Godwin Abadaki

Personal information
- Full name: Godwin Olorunfemi Ebenmosi Abadaki
- Date of birth: 12 October 1993 (age 32)
- Place of birth: Kwara, Nigeria
- Height: 5 ft 11 in (1.80 m)
- Position: Forward

Youth career
- Rochdale

Senior career*
- Years: Team / Apps / (Gls)
- 2011–2014: Rochdale / 2 / (0)
- 2012: → Hyde (loan) / 10 / (2)
- 2012: → Huddersfield Town (loan) / 0 / (0)
- 2013: → Southport (loan)
- 2014: → Stalybridge Celtic (loan) / 2 / (0)
- 2014: → Workington (loan)
- 2014–2015: Northwich Victoria / 9 / (3)
- 2015: Ashton United
- 2015–2016: Mossley / 27 / (1)
- 2016: Nantwich Town
- 2016–2017: Northwich Victoria
- 2017–2018: Shaw Lane / 29 / (4)
- 2018–2020: Mossley / 10 / (1)
- 2020–2021: Buxton
- 2021–2022: Ramsbottom United / 11 / (25)
- 2022–2023: Stalybridge Celtic / 26 / (1)
- 2023–2024: Runcorn Linnets
- 2023–2024: → Lower Breck (loan)

= Godwin Abadaki =

Nigerian footballer

Godwin Olorunfemi Ebenmosi Abadaki (born 12 October 1993) is a footballer who plays as a forward. He played in the Football League for Rochdale and was also loaned to Hyde during the 2011–12 season as they were crowned Conference North Champions.

==Career==
===Rochdale===
Abadaki came through Rochdale's youth system. He made his Football League debut against Tranmere Rovers on 17 January 2012 as a late substitute. He also came on as a substitute in Rochdale's following game against Wycombe.

====Loans====
He signed for Football League Championship side Huddersfield Town on 19 September 2012 on a youth loan until January 2013. As part of the deal Abadaki worked with Senior Professional Development Coach Steve Eyre and the Under-21 Development Squad during his stay at the club, with the option of a permanent deal at the conclusion of the youth loan.
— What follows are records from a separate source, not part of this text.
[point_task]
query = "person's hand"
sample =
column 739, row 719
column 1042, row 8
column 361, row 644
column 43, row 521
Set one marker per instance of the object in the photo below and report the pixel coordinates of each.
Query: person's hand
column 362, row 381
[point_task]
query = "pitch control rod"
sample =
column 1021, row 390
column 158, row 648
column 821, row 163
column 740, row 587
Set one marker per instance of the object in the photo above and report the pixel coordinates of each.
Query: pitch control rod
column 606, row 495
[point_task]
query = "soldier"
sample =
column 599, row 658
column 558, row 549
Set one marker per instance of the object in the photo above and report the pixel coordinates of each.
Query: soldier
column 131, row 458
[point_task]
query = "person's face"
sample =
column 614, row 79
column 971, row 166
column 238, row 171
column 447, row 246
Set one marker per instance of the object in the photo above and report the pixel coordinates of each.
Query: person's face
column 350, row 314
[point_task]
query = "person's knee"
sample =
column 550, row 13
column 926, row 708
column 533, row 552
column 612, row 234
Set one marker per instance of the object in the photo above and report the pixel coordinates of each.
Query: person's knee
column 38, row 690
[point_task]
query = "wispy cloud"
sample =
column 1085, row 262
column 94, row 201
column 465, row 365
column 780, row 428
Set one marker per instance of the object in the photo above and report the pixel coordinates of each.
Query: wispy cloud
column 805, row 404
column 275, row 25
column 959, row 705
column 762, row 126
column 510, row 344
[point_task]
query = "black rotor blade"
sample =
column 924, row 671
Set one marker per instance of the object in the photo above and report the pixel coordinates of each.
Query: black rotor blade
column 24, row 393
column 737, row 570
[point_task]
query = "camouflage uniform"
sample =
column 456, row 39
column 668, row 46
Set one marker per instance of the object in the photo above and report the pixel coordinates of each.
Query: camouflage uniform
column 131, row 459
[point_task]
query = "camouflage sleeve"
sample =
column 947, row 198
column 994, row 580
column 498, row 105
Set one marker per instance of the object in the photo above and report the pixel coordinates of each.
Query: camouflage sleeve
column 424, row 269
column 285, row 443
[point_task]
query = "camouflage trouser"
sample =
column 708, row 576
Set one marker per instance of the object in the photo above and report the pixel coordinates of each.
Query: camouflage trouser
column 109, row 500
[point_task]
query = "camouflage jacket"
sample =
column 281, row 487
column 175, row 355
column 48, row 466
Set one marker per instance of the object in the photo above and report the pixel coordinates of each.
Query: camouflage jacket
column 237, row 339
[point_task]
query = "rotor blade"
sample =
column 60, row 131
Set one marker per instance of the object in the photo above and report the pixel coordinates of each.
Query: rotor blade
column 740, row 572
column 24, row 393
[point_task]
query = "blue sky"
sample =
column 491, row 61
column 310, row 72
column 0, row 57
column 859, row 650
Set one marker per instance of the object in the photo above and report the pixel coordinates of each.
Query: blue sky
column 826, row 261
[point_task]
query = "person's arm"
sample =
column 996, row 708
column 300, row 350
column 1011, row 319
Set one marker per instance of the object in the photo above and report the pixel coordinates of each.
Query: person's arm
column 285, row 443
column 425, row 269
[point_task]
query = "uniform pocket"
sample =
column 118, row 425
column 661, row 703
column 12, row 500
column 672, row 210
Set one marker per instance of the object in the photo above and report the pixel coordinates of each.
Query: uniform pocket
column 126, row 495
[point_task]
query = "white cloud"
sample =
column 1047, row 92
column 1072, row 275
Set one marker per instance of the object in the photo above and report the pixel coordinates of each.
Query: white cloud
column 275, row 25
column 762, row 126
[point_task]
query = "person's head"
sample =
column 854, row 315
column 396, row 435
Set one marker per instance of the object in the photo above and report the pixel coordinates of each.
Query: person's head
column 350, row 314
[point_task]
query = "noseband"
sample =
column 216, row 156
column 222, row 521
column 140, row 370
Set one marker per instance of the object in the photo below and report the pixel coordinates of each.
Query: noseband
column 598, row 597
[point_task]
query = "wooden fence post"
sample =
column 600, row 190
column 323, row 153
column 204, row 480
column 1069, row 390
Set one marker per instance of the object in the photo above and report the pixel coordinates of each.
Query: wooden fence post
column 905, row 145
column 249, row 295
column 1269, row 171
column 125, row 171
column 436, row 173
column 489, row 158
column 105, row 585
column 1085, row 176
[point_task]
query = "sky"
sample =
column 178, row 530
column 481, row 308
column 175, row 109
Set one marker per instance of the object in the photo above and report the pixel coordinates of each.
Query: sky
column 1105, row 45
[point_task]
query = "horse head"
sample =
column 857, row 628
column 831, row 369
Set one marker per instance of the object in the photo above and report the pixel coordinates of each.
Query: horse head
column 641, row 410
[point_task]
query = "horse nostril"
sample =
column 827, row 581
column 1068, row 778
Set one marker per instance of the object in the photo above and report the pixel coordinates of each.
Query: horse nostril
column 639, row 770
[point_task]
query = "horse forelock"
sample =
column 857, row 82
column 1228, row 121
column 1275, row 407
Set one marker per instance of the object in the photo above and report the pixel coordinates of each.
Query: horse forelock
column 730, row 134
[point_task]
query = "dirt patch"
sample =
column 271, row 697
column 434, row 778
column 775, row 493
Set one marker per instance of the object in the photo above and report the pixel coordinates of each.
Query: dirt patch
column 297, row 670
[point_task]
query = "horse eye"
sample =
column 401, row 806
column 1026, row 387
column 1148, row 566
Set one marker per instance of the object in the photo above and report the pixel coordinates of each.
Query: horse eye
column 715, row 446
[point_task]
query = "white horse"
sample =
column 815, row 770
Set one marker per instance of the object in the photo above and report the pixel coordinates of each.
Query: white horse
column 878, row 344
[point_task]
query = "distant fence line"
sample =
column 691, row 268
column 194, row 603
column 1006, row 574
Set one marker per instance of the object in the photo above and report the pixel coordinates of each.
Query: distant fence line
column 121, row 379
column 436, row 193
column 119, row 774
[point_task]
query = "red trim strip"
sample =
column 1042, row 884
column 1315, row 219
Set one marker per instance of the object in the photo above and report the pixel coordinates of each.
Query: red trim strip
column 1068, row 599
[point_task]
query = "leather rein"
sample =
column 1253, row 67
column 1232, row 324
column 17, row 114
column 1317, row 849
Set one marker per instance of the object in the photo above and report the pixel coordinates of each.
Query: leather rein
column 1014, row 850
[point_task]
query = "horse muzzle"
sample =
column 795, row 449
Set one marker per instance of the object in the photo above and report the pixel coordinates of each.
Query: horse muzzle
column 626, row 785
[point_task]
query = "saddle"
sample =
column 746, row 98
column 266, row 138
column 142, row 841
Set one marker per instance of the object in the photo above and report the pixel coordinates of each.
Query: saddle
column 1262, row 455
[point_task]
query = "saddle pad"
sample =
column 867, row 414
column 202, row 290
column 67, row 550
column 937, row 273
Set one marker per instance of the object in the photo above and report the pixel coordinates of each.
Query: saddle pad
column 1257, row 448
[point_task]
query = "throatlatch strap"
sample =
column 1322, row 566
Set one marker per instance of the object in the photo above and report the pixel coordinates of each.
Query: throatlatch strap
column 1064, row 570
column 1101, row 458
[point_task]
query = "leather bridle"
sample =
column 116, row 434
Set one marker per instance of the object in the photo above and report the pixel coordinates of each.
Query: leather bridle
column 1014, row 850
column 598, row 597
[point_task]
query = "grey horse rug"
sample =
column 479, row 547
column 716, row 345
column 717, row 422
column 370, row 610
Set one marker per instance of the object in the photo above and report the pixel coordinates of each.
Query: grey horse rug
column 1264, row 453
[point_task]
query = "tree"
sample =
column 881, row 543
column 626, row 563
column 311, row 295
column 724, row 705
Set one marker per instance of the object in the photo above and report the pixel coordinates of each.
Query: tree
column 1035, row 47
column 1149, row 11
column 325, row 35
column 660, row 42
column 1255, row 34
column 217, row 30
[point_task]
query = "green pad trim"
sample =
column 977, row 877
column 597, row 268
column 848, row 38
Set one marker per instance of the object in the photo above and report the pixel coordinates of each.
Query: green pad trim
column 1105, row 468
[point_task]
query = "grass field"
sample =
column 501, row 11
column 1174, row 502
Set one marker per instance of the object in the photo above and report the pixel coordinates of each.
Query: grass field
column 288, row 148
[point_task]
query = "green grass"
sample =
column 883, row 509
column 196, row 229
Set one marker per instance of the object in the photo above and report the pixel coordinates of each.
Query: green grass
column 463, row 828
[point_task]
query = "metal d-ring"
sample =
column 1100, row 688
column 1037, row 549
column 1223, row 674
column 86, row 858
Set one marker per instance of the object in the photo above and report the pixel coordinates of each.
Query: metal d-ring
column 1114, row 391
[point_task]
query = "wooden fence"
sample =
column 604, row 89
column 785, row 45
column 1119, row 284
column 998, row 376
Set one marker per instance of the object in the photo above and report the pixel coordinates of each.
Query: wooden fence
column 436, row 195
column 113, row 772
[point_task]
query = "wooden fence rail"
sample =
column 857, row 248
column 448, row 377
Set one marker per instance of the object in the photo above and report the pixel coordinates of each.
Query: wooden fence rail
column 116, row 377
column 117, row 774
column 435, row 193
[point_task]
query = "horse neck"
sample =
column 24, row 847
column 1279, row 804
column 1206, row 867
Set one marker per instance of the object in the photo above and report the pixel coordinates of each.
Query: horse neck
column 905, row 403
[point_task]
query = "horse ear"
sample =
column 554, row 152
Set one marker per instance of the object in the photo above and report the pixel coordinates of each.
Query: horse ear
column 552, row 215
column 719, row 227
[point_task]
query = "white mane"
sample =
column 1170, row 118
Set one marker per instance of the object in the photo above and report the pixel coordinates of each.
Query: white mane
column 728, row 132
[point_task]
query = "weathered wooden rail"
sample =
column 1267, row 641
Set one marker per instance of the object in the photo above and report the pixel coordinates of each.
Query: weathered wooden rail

Abadaki joined Hyde United on a month's loan with fellow Rochdale striker Reece Gray in February 2012. His loan was extended and at the end of his time with the club he had scored two goals in ten league appearances.

Further loan periods followed with Southport in 2013, and Stalybridge Celtic in early 2014. On 24 March 2014, Abadaki joined Workington on loan.

===Northwich Victoria===
In summer of 2014 he joined Northwich Victoria. He made his competitive debut for the club in a draw against Kendal Town on 16 August. His first competitive goal for the club came on 25 August, as they beat Warrington Town 2–0. He then hit his first hat-tick for the club as they beat AFC Emley 4–0 in an FA Cup preliminary round match. He continued his goal-scoring record as he then scored twice for the club on 9 September as they beat Burscough 5–0.

===Ashton United===
His next move was to Ashton United.

===Mossley===
He then joined Mossley.

===Nantwich Town===
After spending some time on trial with Stockport County and then with Nantwich Town, in August 2016 he joined Nantwich Town.

===Shaw Lane===
In March 2017 he joined Shaw Lane.

===Second time at Mossley===
He then re-joined Mossley.

===Buxton===
In July 2020 he joined Buxton.

===Ramsbottom United===
In August 2021 he signed for Ramsbottom United.

===Stalybridge Celtic===
In June 2022, Abadaki returned to Stalybridge Celtic having previously spent time with the club on loan.

===Runcorn Linnets===

In July 2023, Abadaki signed for Runcorn Linnets. He went on loan to Lower Breck, then he was released from Runcorn Linnets at the end of his contract in May 2024.

===Lower Breck===

In September 2025, Abadaki joined Lower Breck on loan.
==Personal life==
His older brother, Osebi (born 1991), is also a footballer who started his career at Blackburn Rovers' academy before playing extensively in English non-league football in the north of England. In 2017, both brothers played at the same time for the same club, Shaw Lane and in 2020 were both at Buxton at the same time.